称号:【レアモンスター】【食王】【毒持ち】【麻痺持ち】【暗闇持ち】【混乱持ち】【夢魔持ち】【スキル収集家見習い】【ネームドモンスター】【キャッチ名人】

【称号収集家見習い】【キノコマイスター】【特殊進化体】【新種モンスター】【進化キャンセラー】【蟻の天敵】【巨大な体】【療養中】【スキル収集家】【貝の天敵】

【称号収集家】【宝石イーター】【缶詰イーター】【サボテンの天敵】

……………………………………

 忠誠度がまた下がっている。

 やっぱり種族が変わっていた。合成に使えば大量に経験値が入手できそうな名前だな。

 これは僕の予想だけど、これは特殊進化なのだろう。

 ルビースライムになった要因は、おそらく宝石イーターの称号だ。

 前にキノコを食べ過ぎてキノコスライムに特殊進化しそうになったり、海の水を飲み過ぎてオーシャンスライムに特殊進化しそうになったりしたことがある。

 きっと、宝石を食べ過ぎてルビースライムに進化したのだろう。

 それとともに覚えたであろうスキルも気になる。

 宝石吐き。

 そのスキルの説明を見て、僕はますますリベルテの扱いをどうしたものかと思った。

「ヴィンデさん、どうしたんですか?」

「んー、リベルテのスキルがね……」

 と僕はリベルテを凝視する。ほとんどのサボテンを食べて消化しているリベルテだけれども、何かが体内に残っている。

 サボテンの棘だ。

 そのサボテンの棘がひとつにまとまっていき、何か変異していく。

 そして、リベルテは穴を登ってくると、僕たちの前に吐き出した。


 それは赤く輝くルビーの原石だった。

 赤ん坊の拳くらいの大きさがある。つまりとても大きい。


 リベルテの持っている宝石吐きは、食べ物を食べるとその一部を宝石として吐き出すスキルだった。

 そして、リベルテは吐き出した宝石を食べようとしたので、僕は慌ててアイテムBOXから、前に燃やし、捕食用にしまっていた魔蜘蛛を五匹ほど出した。

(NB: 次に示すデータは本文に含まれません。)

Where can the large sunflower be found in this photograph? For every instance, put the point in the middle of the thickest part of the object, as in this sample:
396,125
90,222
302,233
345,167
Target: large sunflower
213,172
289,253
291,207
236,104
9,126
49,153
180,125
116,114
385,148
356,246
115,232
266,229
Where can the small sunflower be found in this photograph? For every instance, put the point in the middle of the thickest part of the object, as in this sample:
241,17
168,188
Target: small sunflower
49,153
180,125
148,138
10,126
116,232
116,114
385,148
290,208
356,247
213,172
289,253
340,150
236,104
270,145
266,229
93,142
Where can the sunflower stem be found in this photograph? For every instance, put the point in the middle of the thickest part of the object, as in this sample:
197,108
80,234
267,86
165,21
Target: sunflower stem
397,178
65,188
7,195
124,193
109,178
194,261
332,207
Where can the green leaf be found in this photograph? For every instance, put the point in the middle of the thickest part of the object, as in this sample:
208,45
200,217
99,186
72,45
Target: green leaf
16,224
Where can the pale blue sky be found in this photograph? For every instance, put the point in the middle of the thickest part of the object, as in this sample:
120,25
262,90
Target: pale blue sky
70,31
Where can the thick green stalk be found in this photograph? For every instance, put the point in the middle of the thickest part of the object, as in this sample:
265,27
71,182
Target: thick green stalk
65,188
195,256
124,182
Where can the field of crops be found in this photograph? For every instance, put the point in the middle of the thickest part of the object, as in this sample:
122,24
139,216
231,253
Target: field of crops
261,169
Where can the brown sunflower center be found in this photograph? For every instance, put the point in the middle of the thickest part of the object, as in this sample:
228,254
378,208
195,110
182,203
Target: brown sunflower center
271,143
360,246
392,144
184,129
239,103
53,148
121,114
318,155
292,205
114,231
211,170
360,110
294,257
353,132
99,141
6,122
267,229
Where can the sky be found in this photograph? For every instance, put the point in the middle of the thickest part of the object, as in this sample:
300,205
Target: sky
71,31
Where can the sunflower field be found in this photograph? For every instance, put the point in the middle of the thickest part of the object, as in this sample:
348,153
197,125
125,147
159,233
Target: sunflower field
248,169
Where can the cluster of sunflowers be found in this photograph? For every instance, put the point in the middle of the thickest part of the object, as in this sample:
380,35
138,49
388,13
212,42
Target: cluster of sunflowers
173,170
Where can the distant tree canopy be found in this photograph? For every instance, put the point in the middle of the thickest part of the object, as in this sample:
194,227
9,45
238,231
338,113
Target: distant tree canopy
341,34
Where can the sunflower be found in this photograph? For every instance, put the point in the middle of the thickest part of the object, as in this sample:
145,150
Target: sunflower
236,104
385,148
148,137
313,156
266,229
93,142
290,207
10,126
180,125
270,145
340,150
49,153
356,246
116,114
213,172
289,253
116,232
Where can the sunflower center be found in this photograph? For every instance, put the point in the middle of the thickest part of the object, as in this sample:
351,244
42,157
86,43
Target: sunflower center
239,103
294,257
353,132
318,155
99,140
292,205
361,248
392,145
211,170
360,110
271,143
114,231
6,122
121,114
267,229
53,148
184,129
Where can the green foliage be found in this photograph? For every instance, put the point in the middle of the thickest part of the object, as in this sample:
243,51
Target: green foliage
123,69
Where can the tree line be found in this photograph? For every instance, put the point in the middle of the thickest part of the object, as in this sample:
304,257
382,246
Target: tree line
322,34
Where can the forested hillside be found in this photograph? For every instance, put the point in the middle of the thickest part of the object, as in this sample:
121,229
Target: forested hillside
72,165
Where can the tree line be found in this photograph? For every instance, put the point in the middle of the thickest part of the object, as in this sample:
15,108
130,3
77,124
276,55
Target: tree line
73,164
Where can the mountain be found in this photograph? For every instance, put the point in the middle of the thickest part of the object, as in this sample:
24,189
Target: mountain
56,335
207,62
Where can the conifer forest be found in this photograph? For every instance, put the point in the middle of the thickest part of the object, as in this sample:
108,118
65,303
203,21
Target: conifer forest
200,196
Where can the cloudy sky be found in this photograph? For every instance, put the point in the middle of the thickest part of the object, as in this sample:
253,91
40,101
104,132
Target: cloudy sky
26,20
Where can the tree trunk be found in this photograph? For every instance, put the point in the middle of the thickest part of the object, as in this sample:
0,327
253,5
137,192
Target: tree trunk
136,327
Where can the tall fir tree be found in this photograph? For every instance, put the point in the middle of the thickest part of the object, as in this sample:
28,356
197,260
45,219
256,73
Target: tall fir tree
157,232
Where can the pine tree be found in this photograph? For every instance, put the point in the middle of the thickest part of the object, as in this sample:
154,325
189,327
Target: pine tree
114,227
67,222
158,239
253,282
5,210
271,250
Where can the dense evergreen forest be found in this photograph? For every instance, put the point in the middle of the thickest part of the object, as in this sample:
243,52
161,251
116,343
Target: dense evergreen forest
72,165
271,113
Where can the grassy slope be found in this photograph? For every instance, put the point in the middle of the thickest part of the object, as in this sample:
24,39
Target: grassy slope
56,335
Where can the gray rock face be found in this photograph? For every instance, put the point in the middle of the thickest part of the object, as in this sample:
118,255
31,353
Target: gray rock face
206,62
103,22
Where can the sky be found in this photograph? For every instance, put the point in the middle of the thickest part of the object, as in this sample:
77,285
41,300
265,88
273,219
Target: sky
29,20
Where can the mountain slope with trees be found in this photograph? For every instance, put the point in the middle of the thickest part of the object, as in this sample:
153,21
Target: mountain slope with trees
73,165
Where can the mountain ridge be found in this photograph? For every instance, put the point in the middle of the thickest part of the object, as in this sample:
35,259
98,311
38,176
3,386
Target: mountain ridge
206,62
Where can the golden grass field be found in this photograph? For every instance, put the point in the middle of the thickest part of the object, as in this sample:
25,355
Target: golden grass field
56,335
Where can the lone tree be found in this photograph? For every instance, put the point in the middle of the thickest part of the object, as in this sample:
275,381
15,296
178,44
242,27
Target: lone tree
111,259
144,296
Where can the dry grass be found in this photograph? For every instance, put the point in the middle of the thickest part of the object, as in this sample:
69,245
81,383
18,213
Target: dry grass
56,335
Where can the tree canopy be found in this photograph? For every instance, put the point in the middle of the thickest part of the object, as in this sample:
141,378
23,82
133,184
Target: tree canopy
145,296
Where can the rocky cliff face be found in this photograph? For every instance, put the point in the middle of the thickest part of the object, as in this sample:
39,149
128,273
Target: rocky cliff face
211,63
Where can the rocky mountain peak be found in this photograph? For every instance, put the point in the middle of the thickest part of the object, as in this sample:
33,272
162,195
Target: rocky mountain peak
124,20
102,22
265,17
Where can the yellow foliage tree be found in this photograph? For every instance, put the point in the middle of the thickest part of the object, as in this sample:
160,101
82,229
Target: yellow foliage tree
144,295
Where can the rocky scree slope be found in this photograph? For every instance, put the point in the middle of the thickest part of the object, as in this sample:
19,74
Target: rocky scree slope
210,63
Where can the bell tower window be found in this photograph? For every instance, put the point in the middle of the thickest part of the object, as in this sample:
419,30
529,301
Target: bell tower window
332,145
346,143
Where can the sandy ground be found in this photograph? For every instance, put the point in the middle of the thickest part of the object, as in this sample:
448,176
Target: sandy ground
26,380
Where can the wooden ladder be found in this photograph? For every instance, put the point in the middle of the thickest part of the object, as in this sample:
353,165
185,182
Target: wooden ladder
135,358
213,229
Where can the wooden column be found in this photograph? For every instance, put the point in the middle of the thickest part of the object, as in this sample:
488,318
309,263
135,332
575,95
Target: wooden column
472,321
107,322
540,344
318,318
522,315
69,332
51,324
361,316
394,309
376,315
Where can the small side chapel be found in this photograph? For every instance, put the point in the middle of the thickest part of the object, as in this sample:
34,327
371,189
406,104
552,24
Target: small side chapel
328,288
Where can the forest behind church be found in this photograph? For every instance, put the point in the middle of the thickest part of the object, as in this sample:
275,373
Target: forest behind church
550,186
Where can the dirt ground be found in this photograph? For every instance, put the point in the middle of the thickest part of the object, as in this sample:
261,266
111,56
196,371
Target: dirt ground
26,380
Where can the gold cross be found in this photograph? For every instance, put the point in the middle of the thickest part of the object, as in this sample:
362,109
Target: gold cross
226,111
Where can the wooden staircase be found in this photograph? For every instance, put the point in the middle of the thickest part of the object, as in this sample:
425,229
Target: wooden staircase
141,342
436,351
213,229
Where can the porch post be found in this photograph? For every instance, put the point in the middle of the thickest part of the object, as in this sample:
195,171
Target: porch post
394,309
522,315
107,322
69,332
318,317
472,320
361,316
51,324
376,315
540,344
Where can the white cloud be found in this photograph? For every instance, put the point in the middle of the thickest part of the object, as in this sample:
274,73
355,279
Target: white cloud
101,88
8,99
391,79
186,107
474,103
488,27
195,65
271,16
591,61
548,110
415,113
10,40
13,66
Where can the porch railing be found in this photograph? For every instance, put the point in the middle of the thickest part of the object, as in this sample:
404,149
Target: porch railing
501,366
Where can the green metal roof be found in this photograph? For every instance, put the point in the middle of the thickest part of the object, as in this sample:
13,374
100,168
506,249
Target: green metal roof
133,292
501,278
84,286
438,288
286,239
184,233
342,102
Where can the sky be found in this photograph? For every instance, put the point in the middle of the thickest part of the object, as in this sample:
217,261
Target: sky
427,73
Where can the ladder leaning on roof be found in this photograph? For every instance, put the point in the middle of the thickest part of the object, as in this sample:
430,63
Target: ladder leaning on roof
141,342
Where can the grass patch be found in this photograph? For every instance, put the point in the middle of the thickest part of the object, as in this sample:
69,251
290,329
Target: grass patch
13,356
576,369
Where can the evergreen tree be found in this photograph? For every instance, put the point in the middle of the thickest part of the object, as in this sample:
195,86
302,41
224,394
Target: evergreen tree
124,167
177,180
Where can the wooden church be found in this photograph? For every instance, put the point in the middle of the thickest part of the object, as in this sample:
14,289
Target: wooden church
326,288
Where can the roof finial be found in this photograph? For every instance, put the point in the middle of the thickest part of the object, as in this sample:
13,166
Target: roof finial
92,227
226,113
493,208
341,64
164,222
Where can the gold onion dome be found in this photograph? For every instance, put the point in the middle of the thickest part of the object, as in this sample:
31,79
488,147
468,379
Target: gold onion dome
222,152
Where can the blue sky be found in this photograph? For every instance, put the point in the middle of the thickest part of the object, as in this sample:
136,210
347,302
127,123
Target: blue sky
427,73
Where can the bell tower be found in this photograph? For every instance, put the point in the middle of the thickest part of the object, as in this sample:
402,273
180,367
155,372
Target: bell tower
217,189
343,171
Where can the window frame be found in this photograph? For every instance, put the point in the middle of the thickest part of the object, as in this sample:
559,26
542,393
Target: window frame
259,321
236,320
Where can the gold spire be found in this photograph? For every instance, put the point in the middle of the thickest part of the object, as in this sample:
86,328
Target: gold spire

「リベルテ、これを食べていいよ。その代わり宝石は僕にちょうだい」

 とリベルテに言うと、彼は喜んで蜘蛛を食べ始めた。

 そして、僕は宝石を手に取った。

「これ、いくらくらいになるんだろ」

 このリベルテの能力を知られたら、きっと悪い奴に狙われることになるだろう。

「……リベルテさん、こんなに食べてお腹壊したりしないんでしょうか?」

 ノーチェが心配そうに言った。

 大丈夫、リベルテだから。

 あと、リベルテの忠誠度は80まで回復していた。

 魔蜘蛛をあげたからだと思う。